As exciting and useful as it is to send probes to other planets and moons, it fails to capture our imagination in the same way that sending people does. The reason is because doing so–exploring the unknown ourselves–is such an incredible risk. What Buzz Aldrin, Neil Armstrong and Michael Collins did in 1969 was unfathomably dangerous. They knew–everyone knew–that there was a very good chance that they would fail to get back to Earth. But they accepted that risk, because for them, learning about the unknown was worth that risk.

Abandoning human exploration of space, then, has consequences more far reaching than what its proponents intend. We would not just be abandoning putting humans into space, but at some fundamental level within us will be resigning ourselves to staying here. We will have decided, as a species, that we have gone far enough, we will leave our borders at our planet’s atmosphere, and leave the rest of the solar system and galaxy to nature.
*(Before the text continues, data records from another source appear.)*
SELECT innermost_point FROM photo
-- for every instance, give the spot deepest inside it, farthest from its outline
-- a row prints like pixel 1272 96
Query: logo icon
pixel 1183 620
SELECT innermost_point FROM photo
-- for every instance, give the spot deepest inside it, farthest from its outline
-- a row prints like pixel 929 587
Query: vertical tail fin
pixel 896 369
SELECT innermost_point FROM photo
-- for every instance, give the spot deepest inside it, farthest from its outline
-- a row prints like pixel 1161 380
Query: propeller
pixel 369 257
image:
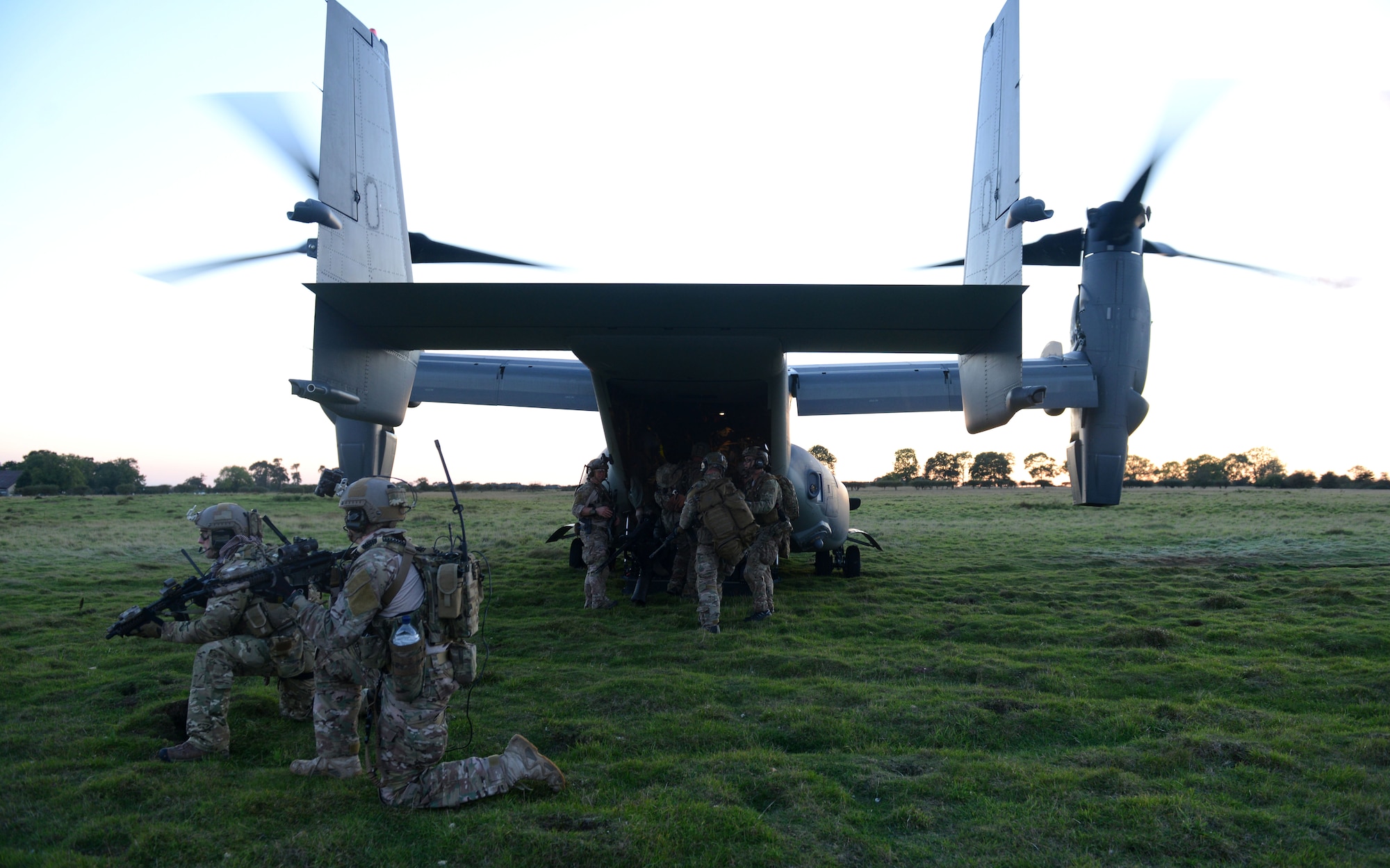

And with that decision, we will resign ourselves to no longer exploring in the general sense.

That’s why it is so integral that we continue exploring. Pushing on the edge of what’s possible is what fuels our desire and ability to explore in all other areas, too.

There are still incredible mysteries for us to unlock. We don’t know whether Mars had life early in its history. We don’t know whether, in Europa’s and Enceladus’s oceans, there are lifeforms swimming through them as I write this. We don’t know whether there is intelligent life living on planets in solar systems in the Milky Way and beyond. We don’t know how life began on Earth, let alone how life began at all. And most of all, we don’t know whether it is possible for us to move beyond our own solar system.

But what I do know is this: I want to know. I want to know.